A binary tree, in comparison, is either the empty tree or a node. If it’s a node, it contains a value and two successors. Hence, we will need to recurse on both halves, as well as look at the value in the node.

(define tree-proc
  (lambda (tree)
      (if (empty? tree)
          (base-case other)
          (combine (contents tree)
                   (tree-proc (left tree))
                   (tree-proc (right tree))))))

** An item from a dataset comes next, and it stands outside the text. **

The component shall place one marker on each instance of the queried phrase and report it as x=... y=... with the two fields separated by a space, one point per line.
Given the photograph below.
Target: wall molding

We can use this pattern to count the number of values in a tree.

(define tree-size
  (lambda (tree)
    (if (empty? tree)
        0
        (+ 1 
           (tree-size (left tree))
           (tree-size (right tree))))))

We can also use this pattern to find the depth of a tree. In this case, the depth of the empty the tree is 0, and the depth of any other tree is one higher than the depth of its largest subtree.

(define tree-depth
  (lambda (tree)
    (if (empty? tree)
        0
        (+ 1 (max (tree-depth (left tree))
                  (tree-depth (right tree)))))))

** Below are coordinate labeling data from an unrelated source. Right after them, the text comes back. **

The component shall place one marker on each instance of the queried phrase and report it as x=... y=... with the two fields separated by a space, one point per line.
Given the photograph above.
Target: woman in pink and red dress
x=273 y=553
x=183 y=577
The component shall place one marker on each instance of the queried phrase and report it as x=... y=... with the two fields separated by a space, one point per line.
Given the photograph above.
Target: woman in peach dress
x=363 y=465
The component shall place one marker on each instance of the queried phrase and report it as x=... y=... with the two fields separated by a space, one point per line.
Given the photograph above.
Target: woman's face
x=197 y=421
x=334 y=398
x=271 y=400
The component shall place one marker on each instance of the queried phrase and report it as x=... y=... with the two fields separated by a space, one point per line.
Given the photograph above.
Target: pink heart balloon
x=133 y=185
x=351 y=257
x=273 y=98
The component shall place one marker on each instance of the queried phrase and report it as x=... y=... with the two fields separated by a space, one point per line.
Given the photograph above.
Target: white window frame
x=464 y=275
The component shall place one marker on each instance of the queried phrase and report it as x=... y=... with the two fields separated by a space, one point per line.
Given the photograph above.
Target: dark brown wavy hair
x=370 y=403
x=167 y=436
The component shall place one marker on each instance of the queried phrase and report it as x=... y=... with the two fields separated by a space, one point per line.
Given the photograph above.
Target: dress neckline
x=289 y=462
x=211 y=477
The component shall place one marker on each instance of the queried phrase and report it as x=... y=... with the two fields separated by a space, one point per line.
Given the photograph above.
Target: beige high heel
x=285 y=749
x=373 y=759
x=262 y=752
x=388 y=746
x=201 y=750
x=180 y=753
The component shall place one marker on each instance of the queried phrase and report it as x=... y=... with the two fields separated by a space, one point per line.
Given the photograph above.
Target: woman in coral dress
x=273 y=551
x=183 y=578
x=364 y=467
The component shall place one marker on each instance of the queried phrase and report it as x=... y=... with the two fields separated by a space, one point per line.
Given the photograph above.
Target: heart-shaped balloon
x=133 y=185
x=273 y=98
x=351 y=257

We can use a variant of this pattern to search the tree for a value.

(define tree-contains?
  (lambda (tree val)
    (cond
      [(empty? tree)
       #f]
      [(equal? (contents tree) val)
       #t]
      [(tree-contains? (left tree) val)
       #t]
      [(tree-contains? (right tree) val)
       #t]
      [else
       #f])))

Of course, if we find ourselves writing that many explicit #t and #f, we should probably rewrite it using the Boolean operations.

(define tree-contains?
  (lambda (tree val)
    (and (not (empty? tree))
         (or (equal? (contents tree) val)
             (tree-contains? (left tree) val)
             (tree-contains? (right tree) val)))))

You will note that we always use direct recursion, rather than helper recursion. That’s because it’s very difficult to express recursion on both subtrees using helper recursion.

Implementing Binary Trees

So, how do we implement these binary trees? One mechanism is to use pairs in a clever way. Since we have to store three values, rather than two, we can use two pairs.

(define node
  (lambda (val l r)
    (cons val (cons l r))))

(define contents car)

(define left cadr)

(define right cddr)

However, we may find it easier to implement binary trees using vectors. Why vectors? One reason is that they are a bit easier to read. We can also insert a special symbol (e.g., 'node) to indicate that a vector is supposed to represent a node. With pairs, we will have trouble distinguishing lists from trees from other pair structures.

(define node
  (lambda (val l r)
    (vector 'node val l r)))

(define contents (r-s vector-ref 1))

(define left (r-s vector-ref 2))

(define right (r-s vector-ref 3))

(define node?
  (lambda (val)
    (and (vector? val)
         (= (vector-length val) 4)
         (equal? (vector-ref val 0) 'node))))

Self Checks

Check 1: Tree Recursion Patterns

Recall the pattern for tree recursion.

a. Identify the base case and combination of both tree-size and tree-depth.

b. Relate the two pieces for each function. How is the base case value related to (or working with) the combination step for each function?

c. Contrast the values of each of these pieces between the two functions. How and why do the base cases differ? How and why do the combinations differ?